1.Hold the toothbrush with help.

  1. Put the brush in mouth with help.
  2. Make the brush strokes in the mouth with help.
  3. Make the brush strokes by self.
  4. Brush the teeth from beginning to completion by self on being told to do so.
  • Make up a fancy calendar and placing stars on the dates that they brushed or by providing tokens or accomplishments.
  • Routine is important- taught in the same place by same method, at the same time of the day.

Total care group

  • Many are profoundly retarded, confined to wheel chairs or bedfast.
  • They will need much individual instruction and help.
  • Many may not be able to use a dentrifice or rinse their mouths with water after brushing.
  • Studies by Smith and Blankship in 1964 and Neibel and Keough in 1972 found the electric brushes superior to conventional tooth brushes.
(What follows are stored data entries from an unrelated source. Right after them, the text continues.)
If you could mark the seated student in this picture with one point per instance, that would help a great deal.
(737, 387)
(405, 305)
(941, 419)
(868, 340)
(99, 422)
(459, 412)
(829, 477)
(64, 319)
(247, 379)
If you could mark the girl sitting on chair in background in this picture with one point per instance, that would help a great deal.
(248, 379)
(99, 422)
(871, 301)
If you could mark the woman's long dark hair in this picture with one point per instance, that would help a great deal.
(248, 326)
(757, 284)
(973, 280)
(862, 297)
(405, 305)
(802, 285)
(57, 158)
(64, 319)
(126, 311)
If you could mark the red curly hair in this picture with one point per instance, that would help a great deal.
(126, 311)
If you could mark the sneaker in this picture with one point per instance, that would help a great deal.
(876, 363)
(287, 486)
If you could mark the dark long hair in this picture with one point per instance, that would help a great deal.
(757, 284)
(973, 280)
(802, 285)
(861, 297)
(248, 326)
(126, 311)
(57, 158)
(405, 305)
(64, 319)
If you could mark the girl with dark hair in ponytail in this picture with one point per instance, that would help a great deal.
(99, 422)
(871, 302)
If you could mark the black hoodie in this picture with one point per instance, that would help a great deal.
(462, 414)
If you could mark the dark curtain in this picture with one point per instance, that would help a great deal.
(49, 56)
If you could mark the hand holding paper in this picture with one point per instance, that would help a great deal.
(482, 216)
Electric tooth brushes make it easier for the parent or caretaker to master brushing the individuals teeth. The vibration and noise tend to desensitize the patient for future dental appointments if followed by positive reinforcement while the design and colour is motivational.
  • This group will be more difficult to manage. Some persons reach a degree of proficiency that enables them to be promoted to the partial group.

 

Positioning:

  • In dealing with self care and partial care groups, the most important aspect of developing an effective preventive program is communication.
  • With total care group, in which a second party must provide the care, the most aspect positioning. By providing the caretaker with a clear field of vision of the oral cavity, proper positioning will make it easier to give care and easier to do a proper job.
  • Health professionals, parents, teachers and caretakers assisting these individuals must become familiar with the necessary techniques.

Standing:

With a larger child or an adult the person doing the brushing or flossing may stand behind patient and cradle the patient’s head in one arm, holding the lower jaw open with the same hand and brushing or flossing with the other hand.

In case of extremely uncooperative patients, mouth props or several tongue blades taped together can be used.

Sofa:

Many mothers or caretakers feel more comfortable sitting on a sofa and having the patient lie with his head in the caretakers lap to accomplish the oral hygiene procedures.

Lap:

The toddler or small child can often be easily handled with the parent or caretaker sitting on a chair without arms or on the toilet seat in the bathoom. The child is draoed across the patient’s lap with the head hanging down over one leg slightly to assist in opening the mouth. This position gives a clear view of the oral cavity.

Sitting on the floor:

For difficult to control patient the parents can easily restrain the child and get a clear view of his mouth, still maintaining a comfortable position, by having the child sit on the floor and draping their legs over child’s arms, cradling and stabilizing the child’s head between their legs.

Wheel chair patients:

The same type of procedure can be used as in standing position.; but because of the design of some types of chairs, an alternate approach from the front of the patient may be more effective.

Bedridden patients:

The approach for bedridden patients is somewhat reversal from the positions described above. The patient is approached from the front.